Le rapport relie aussi cette tendance immobilière à l’afflux de jeunes investisseurs particuliers. Il indique que la baisse de l’accessibilité financière « pourrait déplacer l’allocation de l’épargne, rendant des actifs financiers comme les actions relativement plus attractifs ou plus accessibles que la valeur nette immobilière », selon le rapport.

La différence la plus importante est peut-être psychologique. Un prêt hypothécaire enferme les emprunteurs dans un mécanisme d’épargne mensuel via le remboursement du principal, alors qu’un compte de courtage financé par des virements discrétionnaires ne le fait généralement pas, sauf s’il s’agit d’un 401(k), où les retenues automatiques sur salaire produisent une discipline comparable.

« Certaines personnes veulent être engagées dans un mécanisme d’épargne mensuel en payant leur hypothèque chaque mois et en accumulant ce capital », a déclaré Eckerd à Fortune. Un compte de courtage, a-t-il ajouté, n’impose pas la même obligation. « Alors qu’ils n’ont peut-être pas la discipline nécessaire pour décider concrètement d’envoyer chaque mois une nouvelle somme sur leur compte de courtage. »

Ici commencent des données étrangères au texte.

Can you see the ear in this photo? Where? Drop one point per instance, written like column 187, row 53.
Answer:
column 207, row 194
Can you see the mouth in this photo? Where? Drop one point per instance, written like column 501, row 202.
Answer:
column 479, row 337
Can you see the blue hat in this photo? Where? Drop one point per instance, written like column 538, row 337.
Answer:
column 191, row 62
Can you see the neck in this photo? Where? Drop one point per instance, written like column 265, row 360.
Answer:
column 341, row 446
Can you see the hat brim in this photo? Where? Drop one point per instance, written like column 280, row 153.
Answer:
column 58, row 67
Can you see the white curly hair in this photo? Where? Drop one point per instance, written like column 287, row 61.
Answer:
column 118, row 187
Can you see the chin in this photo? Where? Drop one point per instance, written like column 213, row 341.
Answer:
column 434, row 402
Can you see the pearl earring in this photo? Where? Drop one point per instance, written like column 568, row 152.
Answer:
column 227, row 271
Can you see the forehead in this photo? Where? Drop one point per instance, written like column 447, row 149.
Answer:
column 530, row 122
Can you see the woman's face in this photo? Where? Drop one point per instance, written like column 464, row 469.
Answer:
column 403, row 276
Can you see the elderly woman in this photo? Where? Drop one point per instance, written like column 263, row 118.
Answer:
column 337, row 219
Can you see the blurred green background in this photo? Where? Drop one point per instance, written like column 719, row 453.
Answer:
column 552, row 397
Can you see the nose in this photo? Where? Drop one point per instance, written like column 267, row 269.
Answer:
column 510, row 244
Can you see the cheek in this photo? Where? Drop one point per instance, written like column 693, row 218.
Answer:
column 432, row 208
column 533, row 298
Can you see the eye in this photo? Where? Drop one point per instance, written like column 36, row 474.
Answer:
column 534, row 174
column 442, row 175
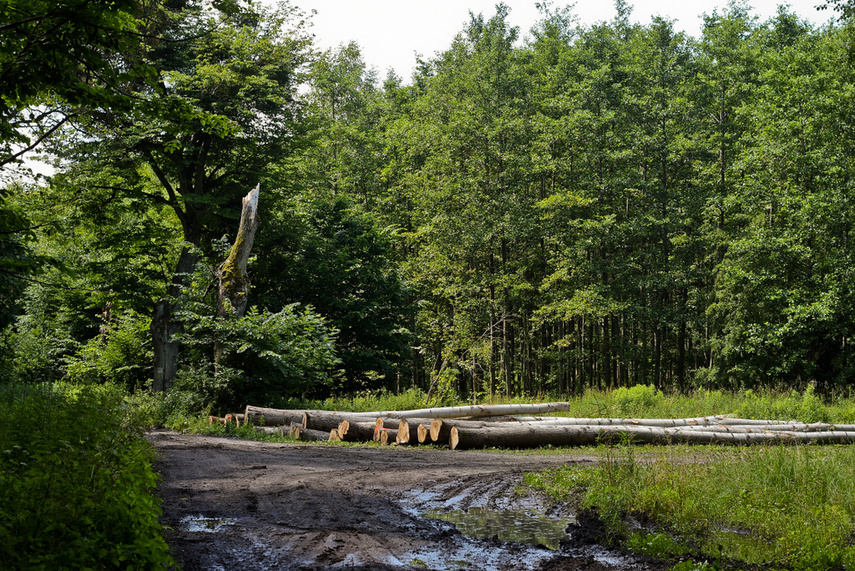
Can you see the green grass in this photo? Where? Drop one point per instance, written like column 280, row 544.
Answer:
column 791, row 507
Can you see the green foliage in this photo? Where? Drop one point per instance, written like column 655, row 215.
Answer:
column 340, row 262
column 119, row 355
column 76, row 485
column 634, row 401
column 787, row 506
column 265, row 356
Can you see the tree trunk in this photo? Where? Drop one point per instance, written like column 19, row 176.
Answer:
column 233, row 287
column 163, row 327
column 163, row 323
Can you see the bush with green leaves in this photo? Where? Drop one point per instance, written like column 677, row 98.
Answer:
column 265, row 356
column 76, row 483
column 122, row 354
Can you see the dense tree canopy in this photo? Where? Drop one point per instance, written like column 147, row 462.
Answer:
column 574, row 207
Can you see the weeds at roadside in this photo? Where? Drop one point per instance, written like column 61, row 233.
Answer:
column 788, row 507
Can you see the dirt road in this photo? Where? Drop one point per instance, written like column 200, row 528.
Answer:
column 244, row 505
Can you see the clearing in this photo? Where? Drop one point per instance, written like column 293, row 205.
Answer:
column 236, row 504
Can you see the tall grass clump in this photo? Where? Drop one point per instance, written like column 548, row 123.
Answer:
column 785, row 506
column 76, row 483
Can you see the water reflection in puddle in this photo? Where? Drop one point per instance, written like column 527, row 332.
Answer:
column 198, row 523
column 518, row 526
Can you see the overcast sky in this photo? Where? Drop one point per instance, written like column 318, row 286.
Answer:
column 391, row 32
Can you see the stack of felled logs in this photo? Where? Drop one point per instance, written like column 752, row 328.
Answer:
column 504, row 426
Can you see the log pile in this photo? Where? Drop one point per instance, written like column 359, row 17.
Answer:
column 521, row 426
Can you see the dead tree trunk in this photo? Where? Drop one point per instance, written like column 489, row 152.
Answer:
column 233, row 287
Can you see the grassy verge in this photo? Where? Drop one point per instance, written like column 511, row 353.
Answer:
column 76, row 484
column 784, row 507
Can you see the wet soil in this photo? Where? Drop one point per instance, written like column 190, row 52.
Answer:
column 235, row 504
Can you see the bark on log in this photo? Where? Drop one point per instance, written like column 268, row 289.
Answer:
column 530, row 435
column 271, row 416
column 385, row 435
column 407, row 430
column 477, row 411
column 269, row 429
column 299, row 433
column 423, row 433
column 352, row 431
column 326, row 420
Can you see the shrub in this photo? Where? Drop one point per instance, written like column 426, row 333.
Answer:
column 76, row 484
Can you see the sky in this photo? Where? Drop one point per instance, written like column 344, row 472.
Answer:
column 391, row 32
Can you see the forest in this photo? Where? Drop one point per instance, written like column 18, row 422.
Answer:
column 534, row 212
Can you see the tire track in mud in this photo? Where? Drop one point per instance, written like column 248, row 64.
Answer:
column 235, row 504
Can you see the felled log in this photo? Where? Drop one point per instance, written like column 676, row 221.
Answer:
column 478, row 411
column 352, row 431
column 531, row 435
column 269, row 429
column 408, row 431
column 385, row 435
column 327, row 420
column 297, row 432
column 271, row 416
column 423, row 433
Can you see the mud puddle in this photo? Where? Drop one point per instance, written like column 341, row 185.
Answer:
column 245, row 505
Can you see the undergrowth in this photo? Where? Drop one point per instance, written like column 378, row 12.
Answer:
column 76, row 483
column 784, row 507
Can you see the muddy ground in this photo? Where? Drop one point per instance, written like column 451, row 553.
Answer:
column 242, row 505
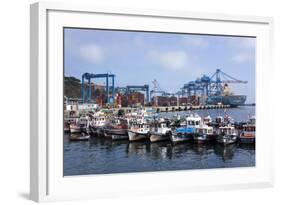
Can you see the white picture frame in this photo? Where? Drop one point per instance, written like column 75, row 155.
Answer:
column 46, row 178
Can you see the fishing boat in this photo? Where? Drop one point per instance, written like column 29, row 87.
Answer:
column 117, row 129
column 207, row 120
column 160, row 131
column 78, row 124
column 79, row 137
column 248, row 133
column 97, row 125
column 187, row 130
column 226, row 135
column 139, row 131
column 204, row 133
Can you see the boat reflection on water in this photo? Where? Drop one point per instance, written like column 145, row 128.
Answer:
column 101, row 156
column 225, row 152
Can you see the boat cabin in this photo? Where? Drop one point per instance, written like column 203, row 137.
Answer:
column 249, row 128
column 193, row 121
column 140, row 127
column 207, row 120
column 205, row 130
column 229, row 130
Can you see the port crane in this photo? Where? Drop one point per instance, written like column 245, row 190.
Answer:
column 218, row 80
column 206, row 86
column 131, row 88
column 88, row 77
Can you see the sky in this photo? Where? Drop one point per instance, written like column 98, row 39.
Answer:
column 137, row 58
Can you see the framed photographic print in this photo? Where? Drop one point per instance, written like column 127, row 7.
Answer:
column 129, row 102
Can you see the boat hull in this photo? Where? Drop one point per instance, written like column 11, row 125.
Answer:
column 156, row 137
column 119, row 137
column 116, row 131
column 82, row 137
column 75, row 130
column 201, row 138
column 226, row 139
column 135, row 136
column 181, row 137
column 247, row 140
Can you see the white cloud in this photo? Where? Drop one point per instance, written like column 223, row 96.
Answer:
column 174, row 60
column 248, row 42
column 243, row 57
column 92, row 53
column 195, row 41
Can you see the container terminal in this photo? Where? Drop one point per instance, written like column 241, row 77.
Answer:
column 206, row 92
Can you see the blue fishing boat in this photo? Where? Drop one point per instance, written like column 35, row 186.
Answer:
column 183, row 134
column 188, row 130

Les risques auxquels font face les jeunes investisseurs

Même lorsque les jeunes adultes traitent leurs comptes de courtage comme s’ils versaient des mensualités de prêt immobilier, certains peuvent se tourner vers les meme stocks, les cryptoactifs et l’effet de levier plutôt que vers un investissement diversifié, a déclaré à Fortune Douglas Boneparth, planificateur financier certifié et président de Bone Fide Wealth, une société new-yorkaise de gestion de patrimoine.

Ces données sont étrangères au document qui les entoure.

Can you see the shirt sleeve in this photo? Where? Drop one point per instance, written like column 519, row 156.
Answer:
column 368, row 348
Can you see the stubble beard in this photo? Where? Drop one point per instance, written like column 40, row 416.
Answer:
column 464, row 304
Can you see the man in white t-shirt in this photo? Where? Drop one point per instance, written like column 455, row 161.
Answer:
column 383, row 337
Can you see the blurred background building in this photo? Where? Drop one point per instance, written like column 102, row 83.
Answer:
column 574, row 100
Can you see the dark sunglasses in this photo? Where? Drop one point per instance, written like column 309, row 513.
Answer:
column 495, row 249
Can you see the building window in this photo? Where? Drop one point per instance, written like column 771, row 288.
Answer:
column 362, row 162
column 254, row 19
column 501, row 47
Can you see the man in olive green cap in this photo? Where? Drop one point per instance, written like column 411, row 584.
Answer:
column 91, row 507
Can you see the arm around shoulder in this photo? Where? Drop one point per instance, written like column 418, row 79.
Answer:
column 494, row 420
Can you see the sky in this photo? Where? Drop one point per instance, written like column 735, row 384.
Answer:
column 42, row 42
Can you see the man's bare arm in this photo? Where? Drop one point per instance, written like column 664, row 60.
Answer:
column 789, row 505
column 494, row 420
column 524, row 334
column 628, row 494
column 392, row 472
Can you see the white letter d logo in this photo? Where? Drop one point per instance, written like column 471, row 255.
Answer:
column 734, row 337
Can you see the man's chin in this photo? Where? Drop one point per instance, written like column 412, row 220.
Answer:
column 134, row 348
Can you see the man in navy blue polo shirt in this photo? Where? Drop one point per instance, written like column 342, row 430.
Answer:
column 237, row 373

« Les gens se tournent vers des actifs plus risqués parce qu’ils ont le sentiment qu’il n’y a peut-être pas d’autre moyen de créer de la richesse », a déclaré Boneparth.

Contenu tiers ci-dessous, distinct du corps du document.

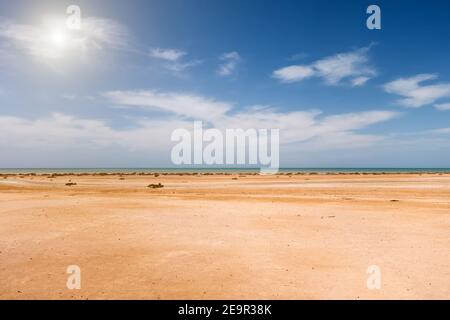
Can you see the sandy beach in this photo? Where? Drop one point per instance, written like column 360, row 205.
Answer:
column 299, row 236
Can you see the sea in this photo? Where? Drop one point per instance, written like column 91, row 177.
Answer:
column 219, row 170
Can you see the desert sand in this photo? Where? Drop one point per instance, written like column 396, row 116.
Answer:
column 236, row 236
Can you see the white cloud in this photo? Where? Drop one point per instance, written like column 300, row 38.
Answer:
column 181, row 104
column 414, row 93
column 298, row 126
column 294, row 73
column 167, row 54
column 442, row 106
column 52, row 40
column 173, row 59
column 351, row 66
column 66, row 140
column 230, row 60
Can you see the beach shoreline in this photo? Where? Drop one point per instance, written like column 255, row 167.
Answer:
column 224, row 235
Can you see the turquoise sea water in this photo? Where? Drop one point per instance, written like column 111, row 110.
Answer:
column 215, row 170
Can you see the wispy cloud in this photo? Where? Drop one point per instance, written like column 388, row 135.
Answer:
column 351, row 67
column 167, row 54
column 181, row 104
column 442, row 106
column 414, row 93
column 294, row 126
column 230, row 60
column 173, row 59
column 39, row 40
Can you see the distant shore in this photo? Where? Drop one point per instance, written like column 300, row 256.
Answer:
column 214, row 171
column 223, row 235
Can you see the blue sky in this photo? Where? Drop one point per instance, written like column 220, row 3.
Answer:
column 110, row 94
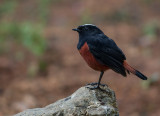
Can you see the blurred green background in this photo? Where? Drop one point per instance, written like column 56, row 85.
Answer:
column 39, row 61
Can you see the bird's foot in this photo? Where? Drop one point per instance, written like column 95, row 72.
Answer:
column 95, row 87
column 92, row 84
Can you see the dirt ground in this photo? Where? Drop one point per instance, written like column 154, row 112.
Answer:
column 36, row 81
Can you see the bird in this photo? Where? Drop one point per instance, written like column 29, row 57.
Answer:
column 101, row 53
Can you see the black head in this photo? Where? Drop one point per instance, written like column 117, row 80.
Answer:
column 88, row 29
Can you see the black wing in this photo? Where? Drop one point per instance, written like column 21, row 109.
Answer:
column 108, row 53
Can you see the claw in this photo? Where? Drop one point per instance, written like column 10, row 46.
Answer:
column 95, row 87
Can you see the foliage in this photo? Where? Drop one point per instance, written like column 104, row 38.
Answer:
column 27, row 34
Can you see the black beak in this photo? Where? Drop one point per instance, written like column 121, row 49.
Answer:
column 75, row 30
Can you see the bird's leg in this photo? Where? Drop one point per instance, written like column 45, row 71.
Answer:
column 99, row 82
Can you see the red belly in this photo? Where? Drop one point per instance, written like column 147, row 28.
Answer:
column 89, row 58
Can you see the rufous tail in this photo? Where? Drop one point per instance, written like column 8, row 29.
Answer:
column 134, row 71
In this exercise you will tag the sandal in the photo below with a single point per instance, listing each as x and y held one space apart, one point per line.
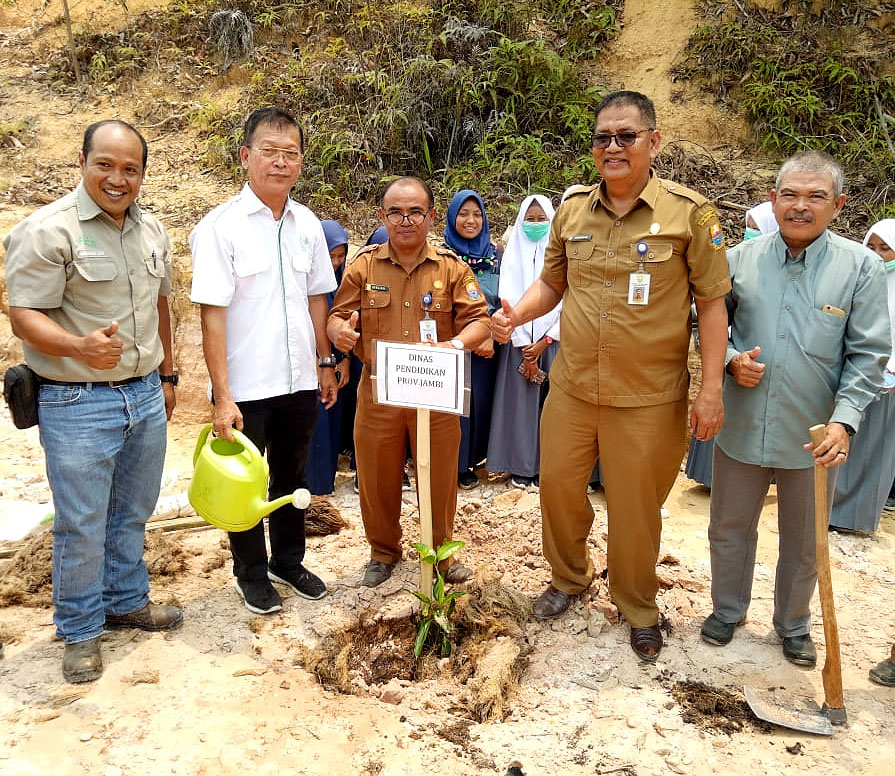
647 643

Il a ajouté que les réseaux sociaux amplifient cette tendance en créant un « monde très bruyant » où des aperçus de richesses rapides, diffusés par les algorithmes, rendent l’investissement discipliné moins आकर्षif. Cette pression peut pousser les personnes exclues du marché à prendre des risques excessifs, par exemple en se mettant « triple levier sur les semi-conducteurs » au lieu d’effectuer des versements mensuels réguliers, illustrant le double tranchant de l’investissement via smartphone.

« Vous pouvez télécharger une application sur votre téléphone et commencer immédiatement à trader », a déclaré Boneparth. « Je n’aime pas le fait qu’elle ne vous enseigne rien sur ce que signifie être un investisseur discipliné et constant, et vous pouvez vous surendetter et vous placer dans des situations financières assez précaires si vous n’êtes pas prudent. »

Les chiffres le confirment. L’enquête d’août de Schwab sur le sentiment des clients a révélé que 48% de ses clients de la Gen Z sont désormais haussiers sur le marché actions américain, contre seulement 24% au trimestre précédent, et 41% des traders actifs de la société se décrivent comme au moins modérément enclins au risque, tandis que 84% disent qu’ils achèteraient lors d’un repli du marché plutôt que de réduire leur exposition.

Si l’accès aux marchés est plus facile que jamais grâce à des applications comme Robinhood, on ne peut pas pour autant parler d’une véritable démocratisation de la création de richesse. Les recherches d’Eckerd ont montré que les investisseurs à faibles revenus ont tendance à « accumuler plus tard » dans la phase de hausse du marché — en entrant seulement après que les valorisations ont déjà augmenté. Eckerd rattache cette dynamique au marché du travail : les groupes défavorisés sont davantage exposés au chômage cyclique, si bien que leurs gains de revenus arrivent souvent tard dans un cycle économique. D’autres recherches universitaires qu’il a menées ont montré une dynamique similaire dans l’immobilier, où les zones à faibles revenus et les communautés noires ont connu une participation plus cyclique à l’achat de logements depuis les années 1990. Dans les deux marchés, a-t-il déclaré, les groupes défavorisés « ne peuvent se permettre d’accumuler des actifs que lorsqu’ils ont déjà pris de la valeur ».